Saturday, June 6, 2015

Early Scandinavian Converts


The earliest Scandinavian converts to Mormonism were won not in Europe but in the United States among the Norwegian immigrants in the storied settlements at Fox River in Illinois, Sugar Creek in Iowa, and Koshkonong in Wisconsin Territory, within missionary striking distance of Nauvoo, the rising Mormon capital of the 1 840s. Joseph Smith, the Mormon prophet, hoped to recruit missionaries for Scandinavia among them who would lead their countrymen to settle in and around Nauvoo to strengthen Zion as converts from the British Isles were already doing. By 1843 the Norwegian Mormon congregation at Fox River numbered fifty-eight, including several of the famous "sloop folk" of 1825; Knud Peterson of Hardangar, immigrant of 1837, better known in Utah history as Canute, who would be one of the early settlers of Lehi; and Aagaata Sondra Ystensdatter, eighteen and also an immigrant of 1837, from Telemarken, who as Ellen Sanders Kimball, wife of Brigham Young's counselor Heber C. Kimball, would be one of the three women in the first company of Mormon pioneers to enter Salt Lake Valley in 1847. Norwegian congregations sprang up in Iowa and Wisconsin as well, and by 1845 one Lutheran minister lamented that nearly a hundred and fifty Norwegians in the western settlements--some eighty in the Fox River colony alone--had followed the "Mormon delusion."

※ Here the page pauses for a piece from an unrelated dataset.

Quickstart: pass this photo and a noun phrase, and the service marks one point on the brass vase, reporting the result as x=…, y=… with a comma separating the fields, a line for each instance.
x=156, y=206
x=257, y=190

After the death of Joseph Smith, Brigham Young visited the outlying congregations of the Saints in quick succession trying to hold the pieces together. He called on the Norwegian Branch at Fox River in October of the martyr year and on a hundred acres northeast of nearby Ottawa "laid out a city," called it Norway, and "dedicated it to the Lord." Brigham Young declared that it would be a gathering place for the Scandinavian people and that they would build a temple there. But the Norwegian converts had to abandon that hope as the Mormons had to abandon Nauvoo. A hundred Norwegian Mormon families made ready to go west with Brigham Young, but the dissenter James J. Strang threw them into confusion with his counterclaims to the succession. Most of the Norwegian congregation eventually joined the reorganization under Joseph Smith III, son of the prophet, who in the 1 850s united many splinter groups and individuals adrift around Nauvoo following the "Brighamite" exodus.
Jens and Inger Jensen operated The Elsinore Hotel.
Brigham Young, meanwhile, did not forget the Fox River converts. In December 1847, back with news of fresh beginnings in the valley of the Great Salt Lake, he sent word from Council Bluffs to the Norwegian settlement urging them to come west. In April 1849 twenty-two Norwegians, Canute Peterson among them, left Fox River in six wagons headed for the valley. At Kanesville, Iowa, they joined Apostle Ezra Taft Benson's camp on the east bank of the Missouri River to become known in Mormon history as the Norwegian Company. Already on the grounds were a group of Welsh emigrants under Capt. Dan Jones. From Kanesville the companies traveled together, a mingling of tongues typical of Mormon migration. At the Weber River they encountered Apostle Erastus Snow and two Scandinavians, John Erik Forsgren and Peter Ole Hansen, eastward bound to carry the gospel to the old countries. After battling waist-deep snows in the mountains, the Norwegian Company reached the valley on October 25, in time to be numbered in Utah's first census, along with one Swede and two Danes. An early Gentile Scandinavian on the scene was Christian Hoier, a Norwegian forty-niner on his way to California, who wrote a letter to Bratsberg's Amtstidende about these Thelebonder among the Mormons--the first of many letters and travelers' accounts about Utah that would find their way into Scandinavian newspapers.
The Swede in that first census was John Erik Forsgren and the Danes were Peter Ole Hansen and his brother Hans Christian. John Erik and Hans Christian, both sailors, had embraced Mormonism in Boston in the early 1840s and had gone to Nauvoo. Hans Christian had written the news of his conversion to his younger brother Peter Ole in Copenhagen, who hastened to Nauvoo, where Brigham Young set him to work on a Danish translation of the Book of Mormon while Hans Christian entertained the Saints with his fiddle. After the fall of Nauvoo, Forsgren marched to California with the Mormon Battalion in 1846 and Hans Christian Hansen came west in 1847 with the pioneer vanguard, Peter Ole following soon after. It is a smiling coincidence of history that in these early representatives Norway, Denmark, and Sweden were all three "present at the creation," significant tokens of the important role the three kingdoms (and Iceland as well before the decade was out)4 were to play in the peopling of Utah, harbingers of the harvest to come from "the land of the north."